Given a certain piece of evidence, what should one believe? Given a certain moral proposition, should one think it is right or wrong?
What is the fundamental difference between these oughts? Something about the epistemic norm/standard seems more grounded, fleshed out, and reasoned as opposed to say moral standards. And yet, if Hume is correct in there being no way to get an ought from an is, is this intuition mistaken?
For example, suppose one comes across a crime scene. A person has been murdered. It has been found that John’s fingerprints were on the gun that killed him. It has also been found that there was a message history of John saying that he would kill the victim. His DNA has been found on the victim as well.
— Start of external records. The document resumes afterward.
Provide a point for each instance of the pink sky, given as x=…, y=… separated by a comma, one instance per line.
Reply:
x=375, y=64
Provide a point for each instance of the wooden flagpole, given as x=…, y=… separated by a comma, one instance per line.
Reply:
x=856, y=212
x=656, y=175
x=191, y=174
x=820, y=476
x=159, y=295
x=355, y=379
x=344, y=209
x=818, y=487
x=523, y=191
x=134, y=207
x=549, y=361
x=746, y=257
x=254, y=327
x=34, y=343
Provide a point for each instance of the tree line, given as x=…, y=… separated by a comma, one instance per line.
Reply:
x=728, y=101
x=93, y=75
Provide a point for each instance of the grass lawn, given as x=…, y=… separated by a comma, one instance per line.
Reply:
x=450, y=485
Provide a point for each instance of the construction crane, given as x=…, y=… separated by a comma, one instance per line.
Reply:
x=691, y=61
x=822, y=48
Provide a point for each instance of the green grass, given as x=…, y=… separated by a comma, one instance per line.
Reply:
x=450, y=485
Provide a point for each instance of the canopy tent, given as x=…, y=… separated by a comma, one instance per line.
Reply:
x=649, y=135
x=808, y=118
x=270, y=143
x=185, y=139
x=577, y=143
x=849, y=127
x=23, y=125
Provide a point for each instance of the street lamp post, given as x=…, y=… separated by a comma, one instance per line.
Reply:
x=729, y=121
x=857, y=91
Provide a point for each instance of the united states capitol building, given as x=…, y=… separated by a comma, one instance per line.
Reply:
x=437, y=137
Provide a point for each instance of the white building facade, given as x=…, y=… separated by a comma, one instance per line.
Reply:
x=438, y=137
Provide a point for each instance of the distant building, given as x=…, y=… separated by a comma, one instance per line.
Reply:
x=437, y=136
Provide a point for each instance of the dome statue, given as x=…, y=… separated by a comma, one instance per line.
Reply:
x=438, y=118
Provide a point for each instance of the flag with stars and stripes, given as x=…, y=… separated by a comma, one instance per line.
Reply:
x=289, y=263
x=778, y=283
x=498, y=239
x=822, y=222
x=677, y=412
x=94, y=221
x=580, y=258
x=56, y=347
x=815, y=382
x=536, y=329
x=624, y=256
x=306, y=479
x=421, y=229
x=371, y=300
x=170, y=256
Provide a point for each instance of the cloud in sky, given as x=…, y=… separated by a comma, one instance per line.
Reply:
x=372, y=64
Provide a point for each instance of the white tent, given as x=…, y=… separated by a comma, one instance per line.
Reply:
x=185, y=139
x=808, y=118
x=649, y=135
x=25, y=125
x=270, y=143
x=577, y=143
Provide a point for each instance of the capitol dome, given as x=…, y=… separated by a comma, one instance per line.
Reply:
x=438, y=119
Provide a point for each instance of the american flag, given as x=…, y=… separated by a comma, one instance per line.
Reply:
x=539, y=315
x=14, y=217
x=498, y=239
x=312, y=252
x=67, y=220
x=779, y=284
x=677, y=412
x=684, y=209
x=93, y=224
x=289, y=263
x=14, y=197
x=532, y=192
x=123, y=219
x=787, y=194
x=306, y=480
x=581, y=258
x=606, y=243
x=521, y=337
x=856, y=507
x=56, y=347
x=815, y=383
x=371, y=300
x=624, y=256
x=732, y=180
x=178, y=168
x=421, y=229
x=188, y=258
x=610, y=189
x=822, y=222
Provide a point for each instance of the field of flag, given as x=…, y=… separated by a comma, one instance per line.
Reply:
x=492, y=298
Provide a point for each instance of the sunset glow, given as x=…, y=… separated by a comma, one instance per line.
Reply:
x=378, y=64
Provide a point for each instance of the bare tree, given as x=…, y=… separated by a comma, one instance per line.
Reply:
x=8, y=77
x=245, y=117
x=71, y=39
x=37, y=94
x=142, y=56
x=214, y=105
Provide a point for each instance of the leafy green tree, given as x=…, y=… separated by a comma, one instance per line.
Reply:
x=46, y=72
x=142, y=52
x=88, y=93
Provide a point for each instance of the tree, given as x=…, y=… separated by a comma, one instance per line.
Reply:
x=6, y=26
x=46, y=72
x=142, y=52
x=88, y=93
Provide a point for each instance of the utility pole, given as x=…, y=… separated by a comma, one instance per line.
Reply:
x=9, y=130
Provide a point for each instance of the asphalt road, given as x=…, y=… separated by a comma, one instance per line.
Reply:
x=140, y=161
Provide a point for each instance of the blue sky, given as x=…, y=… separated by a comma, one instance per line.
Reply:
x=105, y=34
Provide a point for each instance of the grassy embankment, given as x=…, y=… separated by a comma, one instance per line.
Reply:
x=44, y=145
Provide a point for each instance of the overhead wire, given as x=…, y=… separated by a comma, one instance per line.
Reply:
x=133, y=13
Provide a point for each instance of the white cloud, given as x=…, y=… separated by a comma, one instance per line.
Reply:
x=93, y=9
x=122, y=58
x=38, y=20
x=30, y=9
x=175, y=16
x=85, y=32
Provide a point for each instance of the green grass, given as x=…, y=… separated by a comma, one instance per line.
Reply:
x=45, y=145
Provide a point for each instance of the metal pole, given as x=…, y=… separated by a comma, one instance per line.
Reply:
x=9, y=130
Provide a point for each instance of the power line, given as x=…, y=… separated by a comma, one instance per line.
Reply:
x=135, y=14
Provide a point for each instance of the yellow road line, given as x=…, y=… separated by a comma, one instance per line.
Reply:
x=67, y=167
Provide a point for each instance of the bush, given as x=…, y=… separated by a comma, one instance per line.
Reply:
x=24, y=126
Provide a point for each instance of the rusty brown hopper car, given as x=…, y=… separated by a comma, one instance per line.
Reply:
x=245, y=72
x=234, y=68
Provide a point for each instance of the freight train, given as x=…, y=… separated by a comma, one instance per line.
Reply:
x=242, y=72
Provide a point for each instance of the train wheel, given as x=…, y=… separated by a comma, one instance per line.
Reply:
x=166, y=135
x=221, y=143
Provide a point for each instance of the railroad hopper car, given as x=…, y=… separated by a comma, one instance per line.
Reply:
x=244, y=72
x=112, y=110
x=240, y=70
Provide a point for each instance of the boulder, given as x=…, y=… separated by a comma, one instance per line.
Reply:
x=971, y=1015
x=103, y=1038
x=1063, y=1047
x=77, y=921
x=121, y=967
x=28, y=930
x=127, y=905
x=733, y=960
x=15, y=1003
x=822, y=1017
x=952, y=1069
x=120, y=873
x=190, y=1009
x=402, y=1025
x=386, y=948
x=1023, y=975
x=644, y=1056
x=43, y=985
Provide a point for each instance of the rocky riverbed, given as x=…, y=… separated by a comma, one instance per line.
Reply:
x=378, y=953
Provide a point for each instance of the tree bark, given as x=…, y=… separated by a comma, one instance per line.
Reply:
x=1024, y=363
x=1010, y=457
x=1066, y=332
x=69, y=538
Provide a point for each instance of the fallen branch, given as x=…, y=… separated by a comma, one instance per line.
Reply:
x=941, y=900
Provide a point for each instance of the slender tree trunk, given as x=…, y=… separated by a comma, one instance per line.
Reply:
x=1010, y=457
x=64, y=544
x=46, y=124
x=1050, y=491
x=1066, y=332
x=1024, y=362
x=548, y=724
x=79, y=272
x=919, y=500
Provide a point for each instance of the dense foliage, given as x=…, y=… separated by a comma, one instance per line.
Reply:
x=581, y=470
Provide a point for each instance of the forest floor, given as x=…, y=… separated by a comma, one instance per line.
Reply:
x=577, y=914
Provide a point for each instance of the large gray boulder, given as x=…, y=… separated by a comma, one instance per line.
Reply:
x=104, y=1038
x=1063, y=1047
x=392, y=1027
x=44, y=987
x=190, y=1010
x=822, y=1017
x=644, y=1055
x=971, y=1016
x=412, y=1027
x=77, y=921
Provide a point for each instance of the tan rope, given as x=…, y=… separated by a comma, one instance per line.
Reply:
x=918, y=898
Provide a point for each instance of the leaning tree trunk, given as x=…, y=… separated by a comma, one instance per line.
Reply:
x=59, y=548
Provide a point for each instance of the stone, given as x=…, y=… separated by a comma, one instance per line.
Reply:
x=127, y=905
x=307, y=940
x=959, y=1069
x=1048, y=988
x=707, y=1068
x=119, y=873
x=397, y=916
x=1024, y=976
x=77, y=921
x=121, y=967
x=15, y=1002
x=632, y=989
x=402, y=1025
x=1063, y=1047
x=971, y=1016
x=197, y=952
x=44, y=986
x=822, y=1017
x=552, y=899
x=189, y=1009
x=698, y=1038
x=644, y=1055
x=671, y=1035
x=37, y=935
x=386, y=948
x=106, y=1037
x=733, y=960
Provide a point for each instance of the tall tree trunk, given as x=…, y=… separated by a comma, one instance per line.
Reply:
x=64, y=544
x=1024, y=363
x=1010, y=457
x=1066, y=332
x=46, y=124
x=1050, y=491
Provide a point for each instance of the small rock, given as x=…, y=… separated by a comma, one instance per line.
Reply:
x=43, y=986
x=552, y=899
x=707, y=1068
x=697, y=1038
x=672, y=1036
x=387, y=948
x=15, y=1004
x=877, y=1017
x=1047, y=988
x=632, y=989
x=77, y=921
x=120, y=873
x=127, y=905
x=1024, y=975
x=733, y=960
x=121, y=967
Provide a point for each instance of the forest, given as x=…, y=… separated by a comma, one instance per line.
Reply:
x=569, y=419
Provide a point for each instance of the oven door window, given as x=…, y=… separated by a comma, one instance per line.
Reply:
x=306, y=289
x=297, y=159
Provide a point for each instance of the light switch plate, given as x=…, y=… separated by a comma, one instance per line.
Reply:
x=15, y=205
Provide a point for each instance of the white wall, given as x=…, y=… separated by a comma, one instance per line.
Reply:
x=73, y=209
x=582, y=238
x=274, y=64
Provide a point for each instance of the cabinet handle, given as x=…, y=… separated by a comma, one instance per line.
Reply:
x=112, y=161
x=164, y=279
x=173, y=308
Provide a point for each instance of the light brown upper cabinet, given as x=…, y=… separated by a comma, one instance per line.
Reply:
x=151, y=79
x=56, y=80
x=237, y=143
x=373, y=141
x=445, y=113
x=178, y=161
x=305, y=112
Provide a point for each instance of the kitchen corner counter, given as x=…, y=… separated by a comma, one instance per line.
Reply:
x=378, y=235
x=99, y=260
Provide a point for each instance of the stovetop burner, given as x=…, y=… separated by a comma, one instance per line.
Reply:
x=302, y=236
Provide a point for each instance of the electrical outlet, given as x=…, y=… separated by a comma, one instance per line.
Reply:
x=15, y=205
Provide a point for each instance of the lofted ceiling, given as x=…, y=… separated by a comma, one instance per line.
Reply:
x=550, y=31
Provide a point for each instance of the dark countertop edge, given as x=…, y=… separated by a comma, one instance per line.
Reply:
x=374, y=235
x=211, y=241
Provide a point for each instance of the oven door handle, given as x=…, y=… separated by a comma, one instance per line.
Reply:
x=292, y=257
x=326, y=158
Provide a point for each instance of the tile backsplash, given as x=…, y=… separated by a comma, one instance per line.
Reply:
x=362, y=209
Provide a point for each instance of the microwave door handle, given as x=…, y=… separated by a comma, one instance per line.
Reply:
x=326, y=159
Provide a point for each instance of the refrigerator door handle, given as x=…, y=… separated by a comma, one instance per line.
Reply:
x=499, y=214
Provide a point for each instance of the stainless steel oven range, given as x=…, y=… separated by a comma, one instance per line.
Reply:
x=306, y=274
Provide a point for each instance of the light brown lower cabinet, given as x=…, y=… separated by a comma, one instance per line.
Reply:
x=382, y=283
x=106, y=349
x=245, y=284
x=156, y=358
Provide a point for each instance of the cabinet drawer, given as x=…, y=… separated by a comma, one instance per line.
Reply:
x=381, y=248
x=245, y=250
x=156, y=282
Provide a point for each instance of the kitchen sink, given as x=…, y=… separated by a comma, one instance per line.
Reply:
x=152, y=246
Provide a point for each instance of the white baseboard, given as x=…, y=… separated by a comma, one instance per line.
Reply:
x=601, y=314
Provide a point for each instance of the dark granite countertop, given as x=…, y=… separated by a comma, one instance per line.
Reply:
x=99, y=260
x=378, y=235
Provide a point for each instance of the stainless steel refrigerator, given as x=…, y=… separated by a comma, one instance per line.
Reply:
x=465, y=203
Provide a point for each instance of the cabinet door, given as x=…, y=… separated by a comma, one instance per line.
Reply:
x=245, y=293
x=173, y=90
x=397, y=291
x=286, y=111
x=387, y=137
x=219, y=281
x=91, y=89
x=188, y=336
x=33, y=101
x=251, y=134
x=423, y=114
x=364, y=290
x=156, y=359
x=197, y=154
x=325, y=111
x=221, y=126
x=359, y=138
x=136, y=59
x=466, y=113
Now, given this, what should you believe? Even if one asserts an axiom that states the goal should be to believe what is true, what reasons could one have to show that I should now believe that John is the murderer? What “degree of probability” should one attach to this belief, if that applies here? Both of these questions seem unanswerable because of the is-ought problem.
Or to rephrase, how would one argue against someone who thinks there is not enough evidence to suggest John is the murderer? That person could, for example, say that one should believe in nothing unless one can’t doubt it. And since John being the murderer can be doubted, one shouldn’t believe it. It seems that there’s no way to argue against this without hinging upon oughts that can’t be justified through any “is” statements.
And yet, intuitively, believing that John is a murderer here seems more well reasoned and objective than a proposition like “lying is bad”. Does this imply that our intuitions are wrong and that our beliefs ultimately are a matter of faith rather than some well reasoned rational standard?